美術作家でありながらウェブ上に何か文章を書き残しておられる方々というのが、私だけでなく沢山いらっしゃる訳ですが、そういう方々とは私が知る限りとにかくもっともらしい雰囲気や上辺だけでわかったような感触には異常に敏感に拒否反応を示しそうな方が多く、そういう雰囲気を徹底的に嫌うという感じで、場の和やかさとか空気とかは二の次で、なるべく覚醒している状態を望むような傾向の人が多いように感じられます。でも私などもそれはとても正しいと感じますし、ほとんど目を覚まされるような思いにさせられますし、こちらも見習って頑張りたいと思うのですが、でも私のちからでは所詮「鈍感さ」と「判断責任を外部依存する弱さ」の両端を行ったり来たりしているだけといったような体たらくで、かなり恥ずかしい有様ではありますが、まあそういう危なっかしいロープの上で不恰好でも何とか自分なりにバランスを保ちつつやっていくためには、やはり自分自身のトレーニングが必要です。だからこうして書き続ける事で「良いものに敏感に反応する」事になるべく緊張感を持つようにしているのです。


実際、自分が今、何をわかっているのか、何をわかっていないのか、何を知るべきか、何を避けるべきか、について探りながら、こういう事を延々公開しながら書き続けるというのは、わざわざ自分の至らなさを晒してるだけ、という事に他ならない訳ですから、やはりみっともない事です。はっきり云えば私など毎日のように自分が書いた事自体のみっともなさや至らなさに苦しめられるのです。大げさではなく、朝目が醒めるやいなや、昨晩自分が書いたことが蘇ってきて恥ずかしさに思わず飛び起きたり、至らなさをくどくど考え込みいつまでも嫌悪に責め苛まれるほどです。まあそれもまた修行だろうと思っていますが。

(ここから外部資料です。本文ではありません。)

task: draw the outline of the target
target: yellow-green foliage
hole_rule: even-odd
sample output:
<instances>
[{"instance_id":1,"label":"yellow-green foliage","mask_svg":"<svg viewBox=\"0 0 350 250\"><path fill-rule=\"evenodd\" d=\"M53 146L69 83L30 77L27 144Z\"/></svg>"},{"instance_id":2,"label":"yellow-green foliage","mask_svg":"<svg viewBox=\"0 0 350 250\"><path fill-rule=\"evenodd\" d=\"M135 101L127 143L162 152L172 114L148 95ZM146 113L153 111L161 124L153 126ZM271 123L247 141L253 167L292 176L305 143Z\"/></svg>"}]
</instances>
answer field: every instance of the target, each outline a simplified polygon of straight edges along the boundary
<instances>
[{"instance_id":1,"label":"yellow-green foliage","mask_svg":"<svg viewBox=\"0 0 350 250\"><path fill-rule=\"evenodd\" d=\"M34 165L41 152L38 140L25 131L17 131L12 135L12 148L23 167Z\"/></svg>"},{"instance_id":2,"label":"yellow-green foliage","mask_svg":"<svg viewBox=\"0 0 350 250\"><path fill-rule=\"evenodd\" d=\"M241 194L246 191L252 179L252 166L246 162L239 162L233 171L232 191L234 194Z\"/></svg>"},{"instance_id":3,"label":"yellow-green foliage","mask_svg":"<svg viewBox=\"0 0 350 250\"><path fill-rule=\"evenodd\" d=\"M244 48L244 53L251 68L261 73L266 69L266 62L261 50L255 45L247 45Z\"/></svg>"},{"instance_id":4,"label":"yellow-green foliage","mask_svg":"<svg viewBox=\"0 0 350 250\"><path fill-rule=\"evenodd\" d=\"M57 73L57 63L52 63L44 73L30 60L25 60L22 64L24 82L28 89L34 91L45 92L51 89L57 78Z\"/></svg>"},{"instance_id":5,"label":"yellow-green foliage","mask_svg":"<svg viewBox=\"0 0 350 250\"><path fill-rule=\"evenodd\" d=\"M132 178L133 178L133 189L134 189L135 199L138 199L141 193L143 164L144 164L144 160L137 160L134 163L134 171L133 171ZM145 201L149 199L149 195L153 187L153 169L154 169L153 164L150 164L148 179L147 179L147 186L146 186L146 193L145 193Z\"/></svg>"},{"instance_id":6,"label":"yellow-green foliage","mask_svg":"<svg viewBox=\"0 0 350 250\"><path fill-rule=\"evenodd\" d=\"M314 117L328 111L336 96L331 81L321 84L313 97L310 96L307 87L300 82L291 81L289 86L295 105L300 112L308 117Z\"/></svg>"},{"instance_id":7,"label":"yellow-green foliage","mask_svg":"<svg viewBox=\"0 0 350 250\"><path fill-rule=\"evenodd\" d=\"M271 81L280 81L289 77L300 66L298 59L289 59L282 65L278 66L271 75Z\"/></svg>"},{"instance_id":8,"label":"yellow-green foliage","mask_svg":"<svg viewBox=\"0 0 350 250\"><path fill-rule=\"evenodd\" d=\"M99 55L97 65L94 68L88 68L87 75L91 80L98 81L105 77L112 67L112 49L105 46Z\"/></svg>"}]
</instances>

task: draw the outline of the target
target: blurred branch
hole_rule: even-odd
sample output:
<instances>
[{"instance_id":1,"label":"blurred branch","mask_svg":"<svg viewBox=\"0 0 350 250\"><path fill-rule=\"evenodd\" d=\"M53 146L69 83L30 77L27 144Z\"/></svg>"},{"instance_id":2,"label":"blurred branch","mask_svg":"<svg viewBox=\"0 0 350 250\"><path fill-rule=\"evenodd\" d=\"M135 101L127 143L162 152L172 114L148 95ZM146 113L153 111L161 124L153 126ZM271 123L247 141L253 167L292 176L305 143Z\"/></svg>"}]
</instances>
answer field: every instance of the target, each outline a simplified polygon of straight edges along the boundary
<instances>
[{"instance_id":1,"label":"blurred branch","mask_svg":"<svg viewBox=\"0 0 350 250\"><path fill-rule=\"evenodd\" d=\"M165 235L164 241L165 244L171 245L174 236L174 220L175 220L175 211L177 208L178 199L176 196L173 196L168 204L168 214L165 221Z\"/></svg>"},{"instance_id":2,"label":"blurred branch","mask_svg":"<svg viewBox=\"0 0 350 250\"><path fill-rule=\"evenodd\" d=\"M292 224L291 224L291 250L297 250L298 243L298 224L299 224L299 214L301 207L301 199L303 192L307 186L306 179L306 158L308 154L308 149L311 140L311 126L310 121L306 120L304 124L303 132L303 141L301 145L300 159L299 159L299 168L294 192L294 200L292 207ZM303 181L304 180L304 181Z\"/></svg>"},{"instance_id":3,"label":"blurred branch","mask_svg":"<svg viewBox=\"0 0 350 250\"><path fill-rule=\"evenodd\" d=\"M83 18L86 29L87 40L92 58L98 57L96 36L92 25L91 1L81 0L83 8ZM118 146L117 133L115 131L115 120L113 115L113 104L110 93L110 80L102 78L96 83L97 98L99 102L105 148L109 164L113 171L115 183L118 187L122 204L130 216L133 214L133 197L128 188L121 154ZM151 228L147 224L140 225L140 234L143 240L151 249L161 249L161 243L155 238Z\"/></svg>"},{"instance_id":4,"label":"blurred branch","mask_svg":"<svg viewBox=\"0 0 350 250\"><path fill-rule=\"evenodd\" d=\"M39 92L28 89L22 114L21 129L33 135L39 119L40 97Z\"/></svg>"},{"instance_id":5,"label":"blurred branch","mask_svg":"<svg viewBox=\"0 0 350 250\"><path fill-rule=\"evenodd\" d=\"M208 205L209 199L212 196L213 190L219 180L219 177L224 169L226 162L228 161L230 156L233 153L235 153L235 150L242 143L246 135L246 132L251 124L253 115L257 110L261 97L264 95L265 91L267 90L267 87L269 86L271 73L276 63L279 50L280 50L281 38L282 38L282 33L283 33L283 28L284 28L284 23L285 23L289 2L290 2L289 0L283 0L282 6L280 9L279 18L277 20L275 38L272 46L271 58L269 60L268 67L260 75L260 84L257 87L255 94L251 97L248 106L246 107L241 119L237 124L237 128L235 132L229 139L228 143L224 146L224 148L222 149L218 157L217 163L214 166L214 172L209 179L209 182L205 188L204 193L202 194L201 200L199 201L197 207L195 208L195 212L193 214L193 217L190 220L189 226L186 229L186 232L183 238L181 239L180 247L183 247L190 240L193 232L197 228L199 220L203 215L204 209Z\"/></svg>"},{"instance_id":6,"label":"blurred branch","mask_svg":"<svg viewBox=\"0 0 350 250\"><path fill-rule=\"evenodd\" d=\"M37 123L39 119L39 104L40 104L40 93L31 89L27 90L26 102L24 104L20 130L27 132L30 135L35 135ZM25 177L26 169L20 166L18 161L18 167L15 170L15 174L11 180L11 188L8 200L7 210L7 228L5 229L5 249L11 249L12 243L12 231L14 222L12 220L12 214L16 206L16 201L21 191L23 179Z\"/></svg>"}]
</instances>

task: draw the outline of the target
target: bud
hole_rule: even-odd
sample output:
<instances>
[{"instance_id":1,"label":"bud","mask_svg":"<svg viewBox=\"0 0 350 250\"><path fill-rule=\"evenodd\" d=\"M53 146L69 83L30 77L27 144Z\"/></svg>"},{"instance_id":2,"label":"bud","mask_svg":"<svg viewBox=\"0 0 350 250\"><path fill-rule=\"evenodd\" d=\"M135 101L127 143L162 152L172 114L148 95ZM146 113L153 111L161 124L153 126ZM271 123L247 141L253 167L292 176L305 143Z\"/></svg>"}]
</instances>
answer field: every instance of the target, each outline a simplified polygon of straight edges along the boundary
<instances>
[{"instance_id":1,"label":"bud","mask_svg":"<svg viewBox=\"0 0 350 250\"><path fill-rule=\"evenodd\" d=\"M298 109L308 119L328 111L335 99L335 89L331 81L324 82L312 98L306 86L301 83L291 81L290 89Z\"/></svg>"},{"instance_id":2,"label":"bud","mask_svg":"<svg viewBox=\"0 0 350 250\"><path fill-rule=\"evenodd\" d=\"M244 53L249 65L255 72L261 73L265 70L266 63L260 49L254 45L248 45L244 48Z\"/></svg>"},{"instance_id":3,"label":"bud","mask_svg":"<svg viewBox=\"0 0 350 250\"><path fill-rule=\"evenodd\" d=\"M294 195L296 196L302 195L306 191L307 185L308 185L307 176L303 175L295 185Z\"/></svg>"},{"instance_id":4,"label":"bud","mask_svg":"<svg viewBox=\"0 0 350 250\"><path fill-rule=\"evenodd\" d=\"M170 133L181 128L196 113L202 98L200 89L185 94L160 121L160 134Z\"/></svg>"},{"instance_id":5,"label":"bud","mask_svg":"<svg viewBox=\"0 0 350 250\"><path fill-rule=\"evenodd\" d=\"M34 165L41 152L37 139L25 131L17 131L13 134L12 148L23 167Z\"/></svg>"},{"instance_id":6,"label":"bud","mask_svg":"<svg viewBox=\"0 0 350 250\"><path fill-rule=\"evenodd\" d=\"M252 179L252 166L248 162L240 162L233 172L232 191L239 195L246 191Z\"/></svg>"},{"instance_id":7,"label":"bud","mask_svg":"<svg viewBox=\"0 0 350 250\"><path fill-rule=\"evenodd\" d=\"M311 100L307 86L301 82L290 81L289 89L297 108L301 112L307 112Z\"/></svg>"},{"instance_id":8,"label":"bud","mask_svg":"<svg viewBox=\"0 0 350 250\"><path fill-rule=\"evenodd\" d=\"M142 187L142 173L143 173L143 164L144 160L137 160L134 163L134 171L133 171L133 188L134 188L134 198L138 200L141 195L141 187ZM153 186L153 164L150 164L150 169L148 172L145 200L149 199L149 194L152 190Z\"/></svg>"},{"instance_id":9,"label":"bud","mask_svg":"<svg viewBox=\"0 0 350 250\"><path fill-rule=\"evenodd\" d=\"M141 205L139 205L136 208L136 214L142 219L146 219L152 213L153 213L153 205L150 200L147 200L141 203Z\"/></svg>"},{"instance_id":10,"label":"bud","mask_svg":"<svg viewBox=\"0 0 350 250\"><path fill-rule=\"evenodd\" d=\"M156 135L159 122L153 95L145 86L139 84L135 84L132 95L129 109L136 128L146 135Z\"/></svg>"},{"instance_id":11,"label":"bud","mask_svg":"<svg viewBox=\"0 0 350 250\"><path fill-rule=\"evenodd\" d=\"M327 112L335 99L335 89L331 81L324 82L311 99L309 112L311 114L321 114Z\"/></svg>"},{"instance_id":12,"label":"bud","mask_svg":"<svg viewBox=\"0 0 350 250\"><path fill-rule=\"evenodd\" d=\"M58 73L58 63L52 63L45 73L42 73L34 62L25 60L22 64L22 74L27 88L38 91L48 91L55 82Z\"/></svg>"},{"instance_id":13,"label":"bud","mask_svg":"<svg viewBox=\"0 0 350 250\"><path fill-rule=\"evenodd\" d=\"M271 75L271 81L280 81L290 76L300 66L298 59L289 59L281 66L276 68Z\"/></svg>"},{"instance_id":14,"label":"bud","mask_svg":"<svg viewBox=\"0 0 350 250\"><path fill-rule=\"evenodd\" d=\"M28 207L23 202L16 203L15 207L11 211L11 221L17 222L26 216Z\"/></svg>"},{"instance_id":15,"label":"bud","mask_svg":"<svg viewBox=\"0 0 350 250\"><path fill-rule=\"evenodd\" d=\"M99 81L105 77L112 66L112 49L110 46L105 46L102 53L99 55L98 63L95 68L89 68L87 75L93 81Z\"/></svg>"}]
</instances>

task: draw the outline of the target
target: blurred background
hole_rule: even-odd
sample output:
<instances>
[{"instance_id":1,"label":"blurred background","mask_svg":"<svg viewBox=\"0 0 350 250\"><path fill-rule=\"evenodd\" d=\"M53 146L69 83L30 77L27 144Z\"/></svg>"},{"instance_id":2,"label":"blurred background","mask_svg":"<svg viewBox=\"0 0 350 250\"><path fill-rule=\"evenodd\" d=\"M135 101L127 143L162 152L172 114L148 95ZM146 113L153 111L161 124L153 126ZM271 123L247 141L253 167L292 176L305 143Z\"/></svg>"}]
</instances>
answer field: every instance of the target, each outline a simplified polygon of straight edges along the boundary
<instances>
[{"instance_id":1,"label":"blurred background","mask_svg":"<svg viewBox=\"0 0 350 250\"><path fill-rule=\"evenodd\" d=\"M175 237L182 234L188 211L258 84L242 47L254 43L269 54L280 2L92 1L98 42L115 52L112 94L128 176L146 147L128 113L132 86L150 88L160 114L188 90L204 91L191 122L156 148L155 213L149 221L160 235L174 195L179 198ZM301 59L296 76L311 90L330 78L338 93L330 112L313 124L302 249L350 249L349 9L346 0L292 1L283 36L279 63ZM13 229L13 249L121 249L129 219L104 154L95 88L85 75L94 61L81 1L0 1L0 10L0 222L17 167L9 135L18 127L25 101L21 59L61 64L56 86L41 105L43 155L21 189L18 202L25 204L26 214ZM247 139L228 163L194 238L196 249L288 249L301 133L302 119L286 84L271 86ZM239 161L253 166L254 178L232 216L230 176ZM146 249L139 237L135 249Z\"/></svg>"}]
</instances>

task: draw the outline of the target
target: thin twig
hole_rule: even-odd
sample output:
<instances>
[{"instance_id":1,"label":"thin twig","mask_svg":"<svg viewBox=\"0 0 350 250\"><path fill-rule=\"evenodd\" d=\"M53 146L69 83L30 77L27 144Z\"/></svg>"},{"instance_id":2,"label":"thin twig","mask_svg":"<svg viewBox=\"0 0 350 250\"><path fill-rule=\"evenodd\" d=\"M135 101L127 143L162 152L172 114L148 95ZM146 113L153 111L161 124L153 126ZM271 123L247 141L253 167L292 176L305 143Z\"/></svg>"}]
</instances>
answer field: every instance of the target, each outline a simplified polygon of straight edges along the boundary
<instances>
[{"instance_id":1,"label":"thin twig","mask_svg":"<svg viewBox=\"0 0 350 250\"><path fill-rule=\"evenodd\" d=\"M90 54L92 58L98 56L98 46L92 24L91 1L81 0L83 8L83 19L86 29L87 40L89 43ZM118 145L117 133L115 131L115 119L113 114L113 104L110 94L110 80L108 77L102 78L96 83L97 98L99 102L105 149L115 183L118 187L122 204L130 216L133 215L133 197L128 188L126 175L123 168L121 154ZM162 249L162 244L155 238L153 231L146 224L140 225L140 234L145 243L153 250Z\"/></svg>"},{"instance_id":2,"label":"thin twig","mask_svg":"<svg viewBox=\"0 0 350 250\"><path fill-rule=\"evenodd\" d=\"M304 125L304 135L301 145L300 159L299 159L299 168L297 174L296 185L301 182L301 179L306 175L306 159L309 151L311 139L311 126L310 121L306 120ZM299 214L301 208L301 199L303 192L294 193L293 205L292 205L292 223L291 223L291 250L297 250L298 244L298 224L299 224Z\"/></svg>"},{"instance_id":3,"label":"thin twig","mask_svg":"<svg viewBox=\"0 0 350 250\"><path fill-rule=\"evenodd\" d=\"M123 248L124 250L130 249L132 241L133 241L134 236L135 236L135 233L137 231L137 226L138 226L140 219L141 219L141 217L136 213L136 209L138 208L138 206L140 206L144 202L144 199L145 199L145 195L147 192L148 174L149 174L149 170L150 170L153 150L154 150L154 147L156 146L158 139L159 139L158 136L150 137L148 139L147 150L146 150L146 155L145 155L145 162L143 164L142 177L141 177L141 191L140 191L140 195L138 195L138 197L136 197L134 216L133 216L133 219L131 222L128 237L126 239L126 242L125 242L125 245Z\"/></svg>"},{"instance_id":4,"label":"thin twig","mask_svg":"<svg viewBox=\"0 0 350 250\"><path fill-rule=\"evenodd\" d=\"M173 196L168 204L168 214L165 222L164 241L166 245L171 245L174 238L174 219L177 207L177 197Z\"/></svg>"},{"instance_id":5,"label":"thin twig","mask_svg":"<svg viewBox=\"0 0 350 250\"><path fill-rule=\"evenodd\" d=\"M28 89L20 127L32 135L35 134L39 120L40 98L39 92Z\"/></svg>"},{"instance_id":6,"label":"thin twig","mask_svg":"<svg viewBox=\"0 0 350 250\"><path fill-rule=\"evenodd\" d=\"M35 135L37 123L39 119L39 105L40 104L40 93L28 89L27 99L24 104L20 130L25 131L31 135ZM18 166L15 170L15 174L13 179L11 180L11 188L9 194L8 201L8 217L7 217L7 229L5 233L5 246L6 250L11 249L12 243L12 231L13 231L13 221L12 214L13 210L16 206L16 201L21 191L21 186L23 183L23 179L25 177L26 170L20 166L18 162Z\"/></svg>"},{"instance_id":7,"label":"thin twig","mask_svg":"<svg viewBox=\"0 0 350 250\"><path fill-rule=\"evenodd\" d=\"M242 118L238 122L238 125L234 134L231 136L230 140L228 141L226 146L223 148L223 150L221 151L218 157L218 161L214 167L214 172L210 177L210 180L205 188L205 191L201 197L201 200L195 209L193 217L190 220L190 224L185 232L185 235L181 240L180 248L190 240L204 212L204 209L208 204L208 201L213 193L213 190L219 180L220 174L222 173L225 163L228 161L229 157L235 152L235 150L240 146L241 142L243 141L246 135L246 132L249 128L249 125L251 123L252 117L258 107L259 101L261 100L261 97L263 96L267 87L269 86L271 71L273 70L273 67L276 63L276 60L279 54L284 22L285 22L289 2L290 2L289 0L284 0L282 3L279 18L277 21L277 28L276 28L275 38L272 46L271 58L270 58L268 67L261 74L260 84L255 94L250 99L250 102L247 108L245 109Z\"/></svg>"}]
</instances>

…まあしかし、私以外の他のどなたかがこの文章や過去に書き散らしてきたものなんかを一部でも仮に読んで下さっているのだとしたら、それは何とも恐ろしいと云うか、物好きというかやや呆れるというか…いずれにせよ大変ありがたくも勿体無い事です。。…というか、わざわざ云うまでも無い事ですがこのブログのアクセス数は極めて少ないのです。けれども数の多い少ないではなく、ここにアクセスを下さる方々が確かに実在するという事実は私にとってほとんど感動的です。ほとんど「もう私は皆様に支えられて生きてます」と云いたいくらいだ…ちなみに、コメント欄とかを空けない積極的な理由はあまり無いのですが、実際、書き始めて半年くらいはコメント欄空けていたのですが、やがて閉じました。それ以来クローズドな世界でやってます。…もちろん自分の言葉にリアルタイムで生の反応が返ってきたり、異なる意見やときには批判をもらったりするなら、それはとても苛烈で有意義な経験かもしれませんが、でも今のところ自分の中だけで色々考えたり苦しんだりするだけで、かなり精一杯でして、まあ前述のような目的で書いていると、いただいたコメントに応答するというのが、たぶん自分の中で上手く折り合いがつかないというか、自分の言葉全部を制御できなさそうだなあ、と思っているので、一応自分だけの世界で閉じてやっています。